When I tested myself, I found that virtual memory performance was also good. I f the amount of data is large, consider distributed or other databases


15.redis cache failure policy and primary key failure mechanism

As a caching system to clean up invalid data on a regular basis, you need a primary key failure and elimination strategy.

In Redis, the survival key is called volatile. W hen you create a cache, you set a lifetime for a given key, and when the key expires (the lifetime is 0), it may be deleted.

1, affecting the survival time of some operations

Lifetime can be removed by using the DEL command to remove the entire key, or by the SET and GETSET commands overwriting the original data, that is, modifying the key corresponding to the value and overwriting the current data after using the same key and value.

For example, executing an INCR command on a key, an LPUSH command on a list, or the HSET command on a hash table does not modify the time to live for the key itself. O n the other hand, if you use RERENAME to change the name of a key, the key after the name change has the same lifetime as before the name change.

Another possibility of the RENAME command is to try to rename a key with a lifetime to another another_key with a lifetime, when the old another_key (and its lifetime) is deleted and the old key is renamed another_key, so the new another_key has the same lifetime as the original key. U sing the PERSIST command, you can remove the key's lifetime without deleting the key, making the key a persistent key again.

2, how to update the survival time

ExPIRE commands can be executed on a key that already has a lifetime, and the newly specified lifetime replaces the old time to live. T he accuracy of the expiration time has been controlled within 1ms, and the time complexity of the primary key failure is O(1),

WITH EXPIRE and TTL commands, TTL can see key's current survival time. T he setting returns 1 successfully, and 0 when the key does not exist or cannot set a lifetime time for the key.

The maximum cache configuration

In redis, the user is allowed to set the maximum amount of memory used

server.maxmemory

The default is 0, no maximum cache is specified, and if new data is added beyond the maximum memory, it crashes, so be sure to set it.

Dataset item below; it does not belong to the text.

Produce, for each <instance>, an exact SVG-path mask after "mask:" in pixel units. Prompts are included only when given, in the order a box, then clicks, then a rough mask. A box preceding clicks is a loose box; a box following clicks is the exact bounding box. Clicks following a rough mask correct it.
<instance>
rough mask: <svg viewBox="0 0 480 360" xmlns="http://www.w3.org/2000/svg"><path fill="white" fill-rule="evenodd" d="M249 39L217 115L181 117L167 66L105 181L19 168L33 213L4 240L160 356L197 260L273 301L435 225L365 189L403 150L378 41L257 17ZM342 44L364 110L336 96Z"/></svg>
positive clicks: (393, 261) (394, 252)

W hen the size of the redis memory dataset rises to a certain size, a data obsolete strategy is implemented.

Redis offers six data elimination strategies:

. V olatile-lru: Pick the most recent least-used data obsolete from a dataset that has set an expiration time (server.db .i.expires).

. V olatile-ttl: Pick the data that is about to expire from a dataset that has an expiration time set (server.db .expires).

. V olatile-random: Any selection of data obsolete from a dataset that has an expiration time set (server.db .i.expires).

. a llkeys-lru: Pick the most recent least-used data obsolete from the data set (server.db .dict).

. a llkeys-random: Select any data .db data set (server) (i.dict).

. N o-enviction (expulsion): Expulsion data is prohibited

Note that the six mechanisms here, volatile and allkeys, dictate whether to phase out data for data sets that have expired or from all datasets, followed by lru, ttl, and random as three different elimination strategies, plus a no-enviction never-recycling strategy.

Use policy rules:

1, if the data presents a power law distribution, that is, some of the data access frequency is high, part of the data access frequency is low, then use allkeys-lru

2, if the data is equally distributed, that is, all data access frequency is the same, then use allkeys-random

Three data phase-out strategies:

ttl and random are easier to understand, and the implementation is simpler. Mainly Lru has recently used the least phase-out strategy, which is designed to sort keys by failure time and then take the first failed keys for elimination.

The above is W3Cschool for you to bring the redis interview question summary, I hope to help you.